About this Research Topic
Microorganisms start colonizing human bodies during or shortly after birth, initiating a lifelong process of developing a highly-complex ecosystem of interactions with the host and each other. Our microbiomes are a vital part of our body that performs various critical functions for human health, including protection against pathogens, regulation of the immune system, and metabolism of otherwise-indigestible polysaccharides and other substances (e.g., drugs). Maintaining a desirable ecological balance of populations in the human microbiome is important because alterations in their composition and function (i.e., dysbiosis) are linked with detrimental physiological and psychological impacts, and result in a wide array of disease conditions.
Rapid advancement of high-throughput, culture-independent analytical technologies has led to a large body of experimental data, greatly facilitating the study of the human microbiome. Sequencing 16S rRNA genes and metagenomes allows us to identify a community’s membership, structure, and genetic potential. Transcriptomics, proteomics, and metabolomics provide key information on the functional activities occurring within the microbiome. While these data streams have contributed to expand our understanding of the bacterial role in health and disease, many of the fundamental questions still remain unanswered: for example, “What principles govern the response of the human microbiome to the host genomes and environmental conditions?”, and “How do changes in bacterial populations and interactions modulate community-level functions to affect human wellness?”
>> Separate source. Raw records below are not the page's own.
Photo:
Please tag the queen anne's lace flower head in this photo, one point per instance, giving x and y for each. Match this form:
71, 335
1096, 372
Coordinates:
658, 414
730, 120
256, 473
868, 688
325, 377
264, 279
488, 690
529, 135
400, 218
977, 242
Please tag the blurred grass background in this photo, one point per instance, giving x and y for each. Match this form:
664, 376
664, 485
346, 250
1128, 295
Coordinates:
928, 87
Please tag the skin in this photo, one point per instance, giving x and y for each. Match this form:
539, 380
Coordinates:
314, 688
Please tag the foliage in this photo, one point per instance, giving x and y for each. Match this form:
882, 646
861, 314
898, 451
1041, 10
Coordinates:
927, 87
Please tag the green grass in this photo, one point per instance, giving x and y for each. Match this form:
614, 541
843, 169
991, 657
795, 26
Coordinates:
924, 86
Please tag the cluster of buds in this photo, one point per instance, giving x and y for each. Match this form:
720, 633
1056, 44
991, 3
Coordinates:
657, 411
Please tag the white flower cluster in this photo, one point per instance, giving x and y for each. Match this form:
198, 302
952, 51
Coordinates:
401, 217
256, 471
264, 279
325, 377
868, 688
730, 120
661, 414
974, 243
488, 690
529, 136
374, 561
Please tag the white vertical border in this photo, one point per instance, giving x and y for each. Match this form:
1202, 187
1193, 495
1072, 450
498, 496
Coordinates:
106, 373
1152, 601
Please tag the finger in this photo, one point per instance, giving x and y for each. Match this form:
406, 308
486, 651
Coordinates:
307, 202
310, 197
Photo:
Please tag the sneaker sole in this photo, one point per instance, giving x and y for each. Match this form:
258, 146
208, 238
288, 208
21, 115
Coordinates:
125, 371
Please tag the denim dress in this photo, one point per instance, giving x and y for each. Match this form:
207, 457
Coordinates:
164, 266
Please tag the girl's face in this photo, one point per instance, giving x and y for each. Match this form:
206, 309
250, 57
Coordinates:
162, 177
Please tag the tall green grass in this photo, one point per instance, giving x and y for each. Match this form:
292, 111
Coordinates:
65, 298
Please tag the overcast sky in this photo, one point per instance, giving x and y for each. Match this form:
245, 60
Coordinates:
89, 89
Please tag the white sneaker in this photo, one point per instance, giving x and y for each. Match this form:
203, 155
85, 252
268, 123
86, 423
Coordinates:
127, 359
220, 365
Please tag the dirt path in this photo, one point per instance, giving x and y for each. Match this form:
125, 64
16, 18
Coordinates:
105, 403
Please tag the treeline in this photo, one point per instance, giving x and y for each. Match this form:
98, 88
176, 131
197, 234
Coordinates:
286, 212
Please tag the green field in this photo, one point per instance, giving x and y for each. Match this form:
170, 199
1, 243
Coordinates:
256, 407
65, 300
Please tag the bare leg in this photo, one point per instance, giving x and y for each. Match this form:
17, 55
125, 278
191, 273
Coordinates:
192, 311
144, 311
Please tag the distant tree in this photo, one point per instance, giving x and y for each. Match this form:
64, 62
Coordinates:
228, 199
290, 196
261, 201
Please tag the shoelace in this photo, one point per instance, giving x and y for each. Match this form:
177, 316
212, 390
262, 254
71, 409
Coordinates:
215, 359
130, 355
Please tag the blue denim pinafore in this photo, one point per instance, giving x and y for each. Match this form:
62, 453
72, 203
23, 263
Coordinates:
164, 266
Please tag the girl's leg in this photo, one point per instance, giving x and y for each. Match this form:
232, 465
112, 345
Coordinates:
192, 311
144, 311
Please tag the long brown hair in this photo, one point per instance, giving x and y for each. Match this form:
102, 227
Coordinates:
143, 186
Addressing these questions requires a mechanistic understanding of the interplay among the microbiota inhabiting diverse human microbiomes as well as host and environmental factors. Predictive computational modeling is a critical tool for achieving this goal. Through the synergistic integration of multi-omics data mentioned above, mathematical models can provide a fundamental understanding of ecological dynamics of microbial communities, contribute to hypothesis generation and experimental design, and generate novel insights into the causal relationships between the microbiome and host in health and disease. Over the last decade, we have seen a significant growth in computational science in this regard, including both data-driven and mechanism-based approaches along the top-down and bottom-up directions.
This Research Topic invites experts in the related fields to contribute original research articles, methods, perspective, opinion, hypothesis and theory, as well as reviews, which can provide a fundamental basis for advancing the quantitative modeling of human microbiota and stimulate our continued efforts to understand their relationships with the host and environment.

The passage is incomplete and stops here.